His films are filled with coincidence and unlikely incidents, but they never stink of contrivance because he has planted the necessary seeds in a way that is meticulous, visually deft, but also quite hilarious.  And here may be one important factor—because when we laugh, we as an audience are willing to forgive much that might otherwise suspend our disbelief.

But I think it goes deeper than that.  Chaplin’s obsession with multiple takes and working out the minutest of details is legendary, and this relentless perfectionsim was critical in making many of his most famous sequences work so effectively.  A Woman of Paris suggests that these comic set-ups were instrumental in driving this exacting narrative cause-and-effect, for divorced from any humorous context, the motivations in this “serious” drama are flimsy and the characterizations underdeveloped.

“A Drama of Fate” suggests a certain inevitability to Marie’s story, that her future was preordained by bad luck and the world’s cruelty.  But whereas Chaplin can mine deep emotional undercurrents from his comic set-ups (another part of his genius), there is little to invest in with Marie’s tale because she is less the victim of class or patriarchy and more her own bad, almost random, choices.  There is lots of melodrama, but little that is tragic.  Just frustrating.

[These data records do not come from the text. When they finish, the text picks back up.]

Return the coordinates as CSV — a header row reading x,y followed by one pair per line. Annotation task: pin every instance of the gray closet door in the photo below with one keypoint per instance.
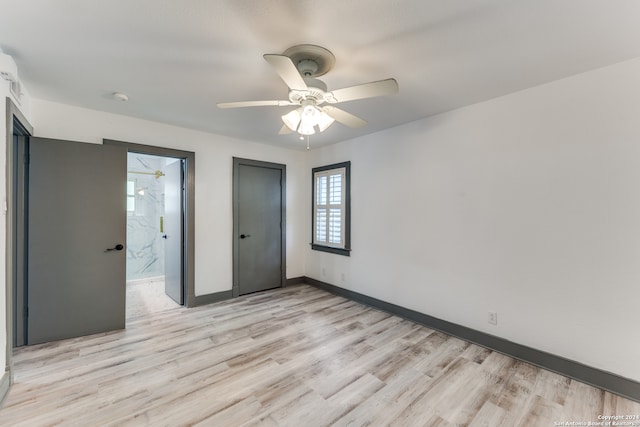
x,y
76,229
173,213
259,209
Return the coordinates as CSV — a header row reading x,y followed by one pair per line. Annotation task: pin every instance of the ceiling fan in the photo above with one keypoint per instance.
x,y
298,67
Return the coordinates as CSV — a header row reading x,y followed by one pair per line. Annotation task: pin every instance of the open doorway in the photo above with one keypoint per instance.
x,y
155,216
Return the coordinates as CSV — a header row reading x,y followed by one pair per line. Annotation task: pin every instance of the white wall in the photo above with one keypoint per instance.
x,y
213,181
528,205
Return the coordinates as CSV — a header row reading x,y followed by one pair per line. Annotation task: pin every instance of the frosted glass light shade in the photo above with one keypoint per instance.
x,y
292,119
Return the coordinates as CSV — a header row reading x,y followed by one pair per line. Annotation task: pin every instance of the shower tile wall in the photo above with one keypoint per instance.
x,y
145,249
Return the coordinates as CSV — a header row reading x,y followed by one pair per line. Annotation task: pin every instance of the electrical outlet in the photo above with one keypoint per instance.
x,y
493,318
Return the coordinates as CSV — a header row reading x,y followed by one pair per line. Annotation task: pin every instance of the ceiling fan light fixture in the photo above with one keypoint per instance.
x,y
292,119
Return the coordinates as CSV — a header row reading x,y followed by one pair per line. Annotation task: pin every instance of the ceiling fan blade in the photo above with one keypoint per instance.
x,y
287,71
274,103
366,90
343,117
285,130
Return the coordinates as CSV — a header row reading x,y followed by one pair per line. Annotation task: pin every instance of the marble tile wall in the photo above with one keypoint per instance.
x,y
145,248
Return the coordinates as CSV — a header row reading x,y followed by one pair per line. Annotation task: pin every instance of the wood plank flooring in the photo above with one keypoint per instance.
x,y
296,356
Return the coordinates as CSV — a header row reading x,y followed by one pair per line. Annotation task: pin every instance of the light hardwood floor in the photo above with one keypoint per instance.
x,y
296,356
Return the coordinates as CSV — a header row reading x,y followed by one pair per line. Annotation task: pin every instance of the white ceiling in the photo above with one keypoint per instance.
x,y
177,59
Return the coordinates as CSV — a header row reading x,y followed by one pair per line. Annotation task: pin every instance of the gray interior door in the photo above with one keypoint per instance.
x,y
259,226
173,230
76,229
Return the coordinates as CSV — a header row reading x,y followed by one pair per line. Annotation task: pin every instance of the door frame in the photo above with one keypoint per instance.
x,y
24,130
188,243
236,230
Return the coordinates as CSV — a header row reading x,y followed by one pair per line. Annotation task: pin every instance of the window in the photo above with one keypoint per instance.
x,y
331,208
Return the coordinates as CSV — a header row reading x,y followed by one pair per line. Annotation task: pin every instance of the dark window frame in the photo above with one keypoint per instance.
x,y
346,251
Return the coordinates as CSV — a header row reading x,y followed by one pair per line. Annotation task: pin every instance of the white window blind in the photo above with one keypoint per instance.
x,y
329,208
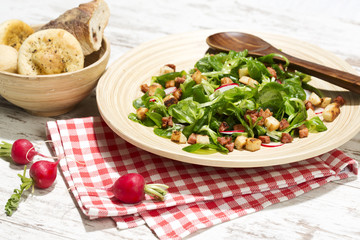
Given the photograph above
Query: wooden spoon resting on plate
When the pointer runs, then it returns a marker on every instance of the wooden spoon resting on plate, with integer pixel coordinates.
(257, 47)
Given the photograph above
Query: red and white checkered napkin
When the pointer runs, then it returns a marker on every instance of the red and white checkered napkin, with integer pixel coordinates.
(199, 196)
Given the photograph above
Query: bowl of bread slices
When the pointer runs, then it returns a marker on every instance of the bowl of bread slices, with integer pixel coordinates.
(47, 70)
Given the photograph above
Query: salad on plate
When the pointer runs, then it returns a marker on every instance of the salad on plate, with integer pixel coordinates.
(230, 101)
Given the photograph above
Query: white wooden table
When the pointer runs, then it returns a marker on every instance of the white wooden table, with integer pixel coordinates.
(331, 212)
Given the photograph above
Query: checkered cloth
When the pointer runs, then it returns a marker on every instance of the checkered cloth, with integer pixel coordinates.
(93, 157)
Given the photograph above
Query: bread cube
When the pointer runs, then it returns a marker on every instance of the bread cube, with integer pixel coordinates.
(248, 81)
(240, 142)
(225, 81)
(170, 100)
(310, 114)
(153, 88)
(243, 72)
(314, 99)
(197, 77)
(272, 123)
(166, 69)
(141, 113)
(331, 112)
(253, 144)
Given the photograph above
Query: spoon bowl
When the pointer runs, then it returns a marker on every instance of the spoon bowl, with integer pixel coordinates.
(257, 47)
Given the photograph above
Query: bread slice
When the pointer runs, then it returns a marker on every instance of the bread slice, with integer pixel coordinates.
(14, 32)
(86, 22)
(50, 51)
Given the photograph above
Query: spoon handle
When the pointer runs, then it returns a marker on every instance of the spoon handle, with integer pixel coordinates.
(340, 78)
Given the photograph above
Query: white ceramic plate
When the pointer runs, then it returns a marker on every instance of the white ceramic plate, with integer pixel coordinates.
(120, 85)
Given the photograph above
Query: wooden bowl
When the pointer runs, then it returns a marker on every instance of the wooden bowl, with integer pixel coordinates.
(56, 94)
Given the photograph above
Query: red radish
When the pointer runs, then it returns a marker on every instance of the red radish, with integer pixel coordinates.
(131, 188)
(170, 90)
(44, 173)
(22, 151)
(226, 87)
(272, 144)
(231, 131)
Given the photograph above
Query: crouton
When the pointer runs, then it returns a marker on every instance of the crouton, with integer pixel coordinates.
(141, 113)
(310, 114)
(248, 81)
(166, 69)
(314, 99)
(170, 83)
(170, 100)
(197, 77)
(243, 72)
(253, 144)
(325, 101)
(340, 100)
(144, 88)
(272, 123)
(225, 81)
(153, 88)
(331, 112)
(240, 142)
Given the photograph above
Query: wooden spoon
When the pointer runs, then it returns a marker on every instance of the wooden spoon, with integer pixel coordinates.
(257, 47)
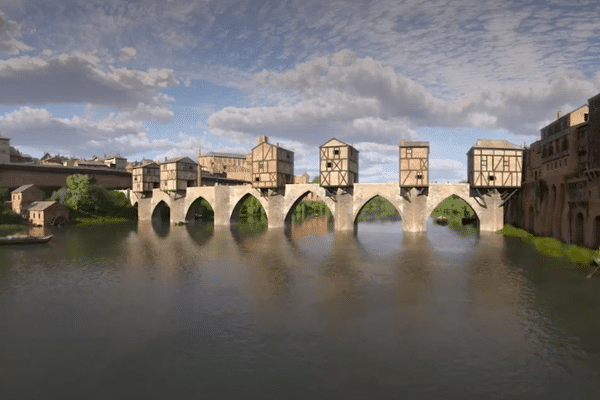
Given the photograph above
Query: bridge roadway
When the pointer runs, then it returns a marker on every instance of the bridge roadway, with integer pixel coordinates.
(414, 208)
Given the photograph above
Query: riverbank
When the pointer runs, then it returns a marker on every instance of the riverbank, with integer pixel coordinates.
(580, 256)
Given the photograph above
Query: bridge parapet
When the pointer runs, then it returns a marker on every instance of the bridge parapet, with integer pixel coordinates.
(414, 206)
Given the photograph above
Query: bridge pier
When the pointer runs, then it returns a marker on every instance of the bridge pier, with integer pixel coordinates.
(414, 208)
(414, 212)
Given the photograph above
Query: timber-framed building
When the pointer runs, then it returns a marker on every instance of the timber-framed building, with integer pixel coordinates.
(338, 165)
(272, 166)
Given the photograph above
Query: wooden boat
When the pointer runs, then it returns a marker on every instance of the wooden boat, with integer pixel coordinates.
(24, 239)
(469, 220)
(441, 220)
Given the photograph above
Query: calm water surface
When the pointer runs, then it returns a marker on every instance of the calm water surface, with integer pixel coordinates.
(190, 312)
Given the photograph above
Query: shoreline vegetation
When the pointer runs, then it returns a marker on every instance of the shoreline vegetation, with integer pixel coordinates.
(580, 256)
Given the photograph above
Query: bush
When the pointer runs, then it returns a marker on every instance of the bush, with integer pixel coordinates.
(9, 217)
(120, 199)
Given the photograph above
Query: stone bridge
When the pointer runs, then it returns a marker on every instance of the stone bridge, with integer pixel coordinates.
(414, 207)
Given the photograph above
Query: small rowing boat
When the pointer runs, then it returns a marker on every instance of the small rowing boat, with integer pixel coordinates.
(24, 239)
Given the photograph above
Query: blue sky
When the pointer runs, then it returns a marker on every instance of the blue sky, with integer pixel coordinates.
(164, 78)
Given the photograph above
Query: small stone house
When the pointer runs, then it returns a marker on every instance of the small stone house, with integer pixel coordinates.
(45, 212)
(24, 195)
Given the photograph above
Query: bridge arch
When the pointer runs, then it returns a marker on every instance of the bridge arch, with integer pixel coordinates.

This translates to the casting as well.  Purviance showed great comedic chops in his films, but also genuine emotional warmth and range; but here she seems adrift, not quite knowing where to take her character.  Marie is obviously meant to be a complex persona, but it never quite elevates beyond the contradictory.  Unquestionably the best performance is by Menjou, who controls every scene he’s in, and even though his part of the wealth, materialistic temptation is usually the heavy in these morality tales, he is not only the most charismatic person in the film, but also the most sympathetic—because he knows what he wants, refuses to be a hypocrite, but still displays real feeling, too.  Was Chaplin a better evaluator of performance when he was acting in a scene?  Did performing opposite him bring out unexpected qualities from his co-stars?  It’s tough to say, but Woman certainly raises these questions.

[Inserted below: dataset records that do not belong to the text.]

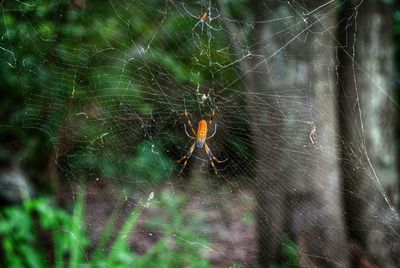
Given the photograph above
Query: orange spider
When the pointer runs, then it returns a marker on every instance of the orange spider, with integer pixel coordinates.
(200, 141)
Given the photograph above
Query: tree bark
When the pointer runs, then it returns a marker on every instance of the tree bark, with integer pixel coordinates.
(292, 95)
(368, 114)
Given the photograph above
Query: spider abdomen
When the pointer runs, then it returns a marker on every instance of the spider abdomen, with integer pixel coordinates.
(201, 133)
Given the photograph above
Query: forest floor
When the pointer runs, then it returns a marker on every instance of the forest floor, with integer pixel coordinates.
(224, 217)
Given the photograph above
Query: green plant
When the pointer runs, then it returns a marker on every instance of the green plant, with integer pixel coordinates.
(39, 234)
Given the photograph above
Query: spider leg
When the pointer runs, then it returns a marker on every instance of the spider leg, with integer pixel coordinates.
(186, 157)
(198, 24)
(193, 138)
(215, 29)
(212, 158)
(215, 131)
(189, 12)
(211, 117)
(190, 123)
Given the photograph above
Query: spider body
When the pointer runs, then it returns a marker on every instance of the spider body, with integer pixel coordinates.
(200, 141)
(201, 133)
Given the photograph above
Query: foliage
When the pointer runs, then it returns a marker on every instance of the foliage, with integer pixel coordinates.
(289, 251)
(26, 232)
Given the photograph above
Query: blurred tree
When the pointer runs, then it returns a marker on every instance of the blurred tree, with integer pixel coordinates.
(300, 184)
(368, 120)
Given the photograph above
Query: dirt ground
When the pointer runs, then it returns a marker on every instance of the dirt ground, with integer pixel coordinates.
(225, 216)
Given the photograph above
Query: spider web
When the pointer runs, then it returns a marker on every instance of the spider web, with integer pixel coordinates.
(114, 81)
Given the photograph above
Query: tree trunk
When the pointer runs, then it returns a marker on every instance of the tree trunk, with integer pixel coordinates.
(368, 106)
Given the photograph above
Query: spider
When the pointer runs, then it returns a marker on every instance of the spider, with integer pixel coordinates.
(200, 140)
(202, 19)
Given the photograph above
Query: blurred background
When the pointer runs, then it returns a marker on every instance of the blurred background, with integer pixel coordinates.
(93, 123)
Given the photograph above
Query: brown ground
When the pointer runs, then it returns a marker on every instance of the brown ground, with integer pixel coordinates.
(225, 217)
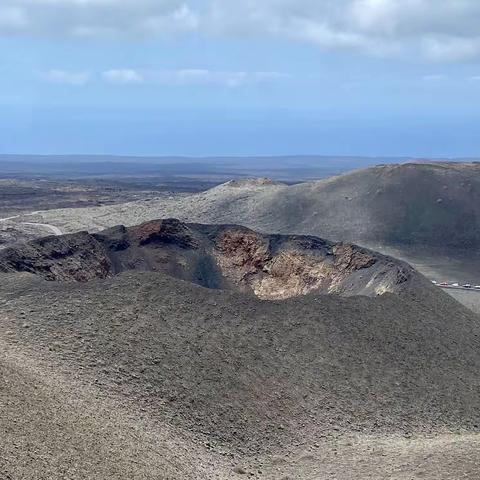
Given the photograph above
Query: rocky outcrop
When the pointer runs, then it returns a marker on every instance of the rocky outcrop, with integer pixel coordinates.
(272, 267)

Don’t get me wrong, there is much to admire in Woman.  Chaplin shows his gift for composition often, and brings enormous amount of energy to the various crowd scenes.  The story does have a real adult and sophisticated sensibility.  And there are still small little touches, visual grace notes, that act as emotional shorthand in individual moments.  Plus, the ending is an unexpected one, although still in compliance with reaffirming gender roles of the time.  It is only the larger arc that I find unsatisfying, these merits notwithstanding.   But it does one make one wonder how Chaplin’s directorial skills would’ve developed if he’d pursued more projects like this in his career.  As it stands, A Woman of Paris remains a one-off for him—a fascinating experiment in a legendary career.

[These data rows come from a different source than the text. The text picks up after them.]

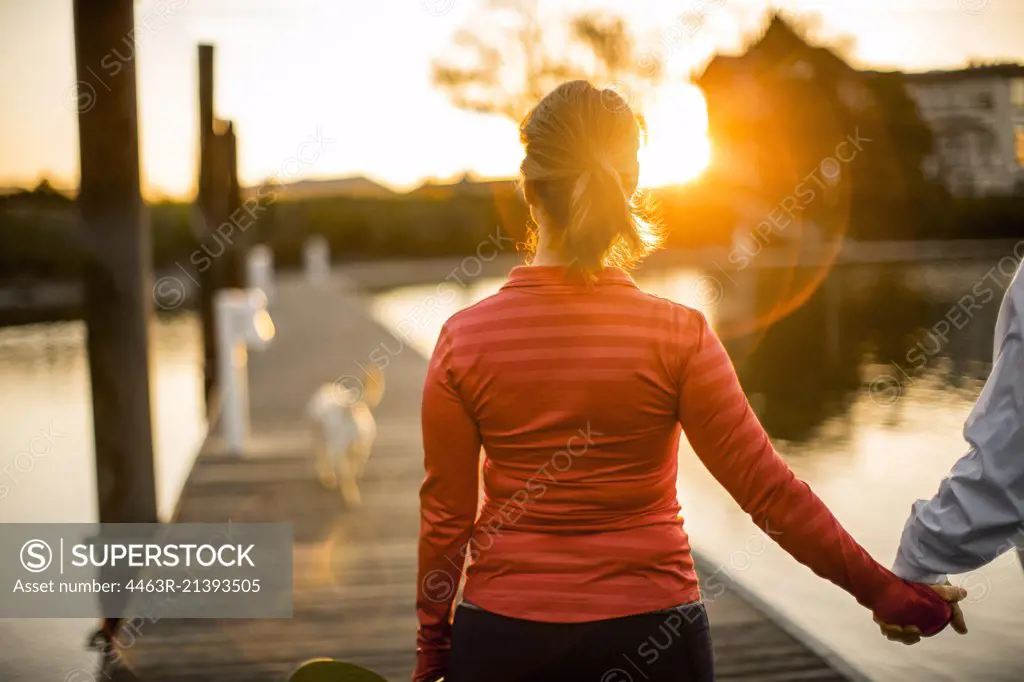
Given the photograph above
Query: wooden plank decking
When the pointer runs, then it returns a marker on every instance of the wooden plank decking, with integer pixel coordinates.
(355, 570)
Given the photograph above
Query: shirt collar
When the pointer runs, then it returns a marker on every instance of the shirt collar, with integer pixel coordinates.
(542, 275)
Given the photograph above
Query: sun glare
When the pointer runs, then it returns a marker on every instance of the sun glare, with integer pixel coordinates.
(678, 148)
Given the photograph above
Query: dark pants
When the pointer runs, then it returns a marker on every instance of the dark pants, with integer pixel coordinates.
(673, 645)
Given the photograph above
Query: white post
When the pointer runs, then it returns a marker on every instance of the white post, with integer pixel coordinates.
(259, 266)
(316, 258)
(242, 321)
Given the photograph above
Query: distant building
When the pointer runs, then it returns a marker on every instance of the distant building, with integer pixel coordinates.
(794, 122)
(43, 198)
(977, 117)
(358, 186)
(466, 186)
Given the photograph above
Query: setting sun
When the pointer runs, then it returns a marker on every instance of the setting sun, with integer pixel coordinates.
(678, 148)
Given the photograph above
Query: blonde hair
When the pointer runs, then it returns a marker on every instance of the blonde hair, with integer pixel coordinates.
(581, 145)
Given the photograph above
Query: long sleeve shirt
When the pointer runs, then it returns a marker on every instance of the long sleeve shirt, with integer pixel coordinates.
(978, 512)
(579, 395)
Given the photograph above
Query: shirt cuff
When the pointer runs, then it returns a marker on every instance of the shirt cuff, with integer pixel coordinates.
(914, 573)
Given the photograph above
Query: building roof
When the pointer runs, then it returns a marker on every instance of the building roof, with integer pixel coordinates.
(980, 71)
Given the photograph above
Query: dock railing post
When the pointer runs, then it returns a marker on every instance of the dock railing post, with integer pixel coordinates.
(242, 322)
(118, 269)
(316, 259)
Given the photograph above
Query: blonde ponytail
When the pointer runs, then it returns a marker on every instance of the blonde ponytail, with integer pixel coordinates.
(581, 158)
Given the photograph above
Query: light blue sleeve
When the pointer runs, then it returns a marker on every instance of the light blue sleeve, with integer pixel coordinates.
(978, 512)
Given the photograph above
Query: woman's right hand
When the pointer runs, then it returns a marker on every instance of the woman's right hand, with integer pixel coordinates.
(911, 610)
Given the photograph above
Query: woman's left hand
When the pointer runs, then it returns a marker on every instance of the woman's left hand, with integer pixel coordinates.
(911, 634)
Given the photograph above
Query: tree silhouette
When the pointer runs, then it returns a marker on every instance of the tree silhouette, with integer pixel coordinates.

Chaplin’s last “short”, (actually a four-reeler) was also in 1923, The Pilgrim.  After that, it would only be features, with the masterpiece The Gold Rush (1925) right on the horizon, though this exacting nature would mean his productivity would slow down while his contemporaries Buster Keaton and Harold Lloyd, with two features each in 1923, would stay at full throttle until the silent era ended.  But he would prove with each subsequent film, that the wait was well worth it.